To control the activities of cryptocurrency platforms within its territories, the European Commission proposed the adoption of the Markets in Crypto-Assets Regulation (MiCA) by member states.
This financial regulation provides direct guidelines for operating the crypto industry. Additionally, it details new licensing requirements for European-based crypto platforms.
In the UK, crypto exchanges have to register under the U.K. Financial Conduct Authority (FCA). Additionally, these exchanges cannot offer crypto derivatives trading to investors. There are no specific guidelines for crypto lending firms in Europe and the United Kingdom.

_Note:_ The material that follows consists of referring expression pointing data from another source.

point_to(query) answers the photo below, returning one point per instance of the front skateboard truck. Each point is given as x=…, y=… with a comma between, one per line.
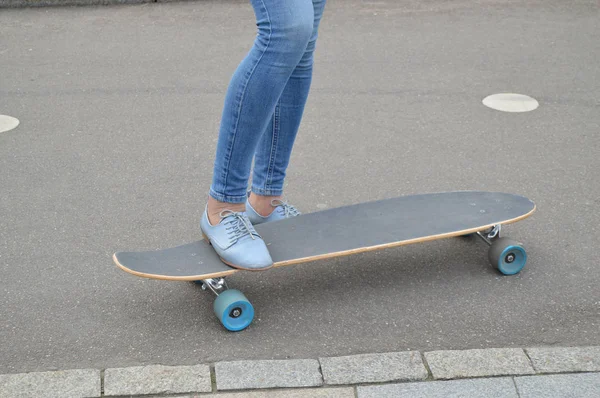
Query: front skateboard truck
x=231, y=306
x=506, y=255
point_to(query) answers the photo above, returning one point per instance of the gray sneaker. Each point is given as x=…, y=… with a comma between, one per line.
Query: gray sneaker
x=282, y=211
x=236, y=241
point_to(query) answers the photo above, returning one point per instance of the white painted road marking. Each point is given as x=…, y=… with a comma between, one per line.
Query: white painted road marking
x=509, y=102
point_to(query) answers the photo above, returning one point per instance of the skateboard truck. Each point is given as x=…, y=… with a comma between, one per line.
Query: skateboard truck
x=488, y=236
x=215, y=285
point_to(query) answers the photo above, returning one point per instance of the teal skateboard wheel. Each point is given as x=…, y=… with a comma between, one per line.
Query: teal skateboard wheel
x=508, y=256
x=233, y=310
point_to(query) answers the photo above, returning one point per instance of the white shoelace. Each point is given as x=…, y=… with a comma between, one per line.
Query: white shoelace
x=237, y=225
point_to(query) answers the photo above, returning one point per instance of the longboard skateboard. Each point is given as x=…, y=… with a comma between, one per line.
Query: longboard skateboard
x=343, y=231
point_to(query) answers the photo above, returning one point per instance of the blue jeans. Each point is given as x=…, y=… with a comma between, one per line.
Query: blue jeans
x=265, y=100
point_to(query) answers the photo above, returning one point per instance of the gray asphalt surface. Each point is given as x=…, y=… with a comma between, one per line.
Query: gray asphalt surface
x=119, y=110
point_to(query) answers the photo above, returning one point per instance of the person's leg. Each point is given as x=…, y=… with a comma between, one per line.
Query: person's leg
x=275, y=147
x=284, y=30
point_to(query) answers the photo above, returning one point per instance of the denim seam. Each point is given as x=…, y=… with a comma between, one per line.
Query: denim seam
x=243, y=93
x=273, y=154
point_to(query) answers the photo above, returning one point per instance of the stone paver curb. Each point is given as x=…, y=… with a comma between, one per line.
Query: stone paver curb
x=559, y=386
x=565, y=359
x=74, y=383
x=473, y=388
x=156, y=379
x=373, y=368
x=478, y=363
x=524, y=374
x=337, y=392
x=240, y=375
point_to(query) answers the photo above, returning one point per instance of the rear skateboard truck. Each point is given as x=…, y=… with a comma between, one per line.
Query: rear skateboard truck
x=231, y=306
x=505, y=254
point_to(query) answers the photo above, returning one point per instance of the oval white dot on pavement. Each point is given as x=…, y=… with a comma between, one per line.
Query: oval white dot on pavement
x=509, y=102
x=8, y=123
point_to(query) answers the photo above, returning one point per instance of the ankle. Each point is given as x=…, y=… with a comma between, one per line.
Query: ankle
x=262, y=204
x=215, y=207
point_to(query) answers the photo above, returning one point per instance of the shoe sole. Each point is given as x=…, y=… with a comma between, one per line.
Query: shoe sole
x=237, y=266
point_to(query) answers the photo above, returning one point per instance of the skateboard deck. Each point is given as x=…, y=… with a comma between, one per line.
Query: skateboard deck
x=344, y=231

Cryptocurrencies are considered legal property in Australia. Exchanges and other crypto-based platforms in this country must register their activities with the Australian Transaction Reports and Analysis Centre (AUSTRAC). These platforms are also required to meet specific Anti Money Laundry laws. Currently, Australia does not have any crypto lending laws.
The Financial Supervisory Service (FSS) is responsible for overseeing the activities of crypto exchanges in South Korea. This financial regulator also ensures that crypto-based platforms comply with strict CFT/AML laws.
Crypto exchanges based in this country are also required to register under the Korea Financial Intelligence Unit (KFIU). This agency operates under the Financial Services Commission's (FSC) direction. Like many other countries, South Korea has not developed any regulations for crypto lending platforms within their jurisdiction.
Financial regulators worldwide are more focused on providing guidelines for the crypto industry. However, due to the massive growth of the crypto lending space worldwide, these regulators will soon come up with laws designed to protect investors in that sector.
In the meantime, the US Securities and Exchange Commission has begun to take active steps toward regulating key aspects of the crypto industry, including the lending space. The actions of this agency will serve as an example to regulators in other parts of the world looking to regulate this space.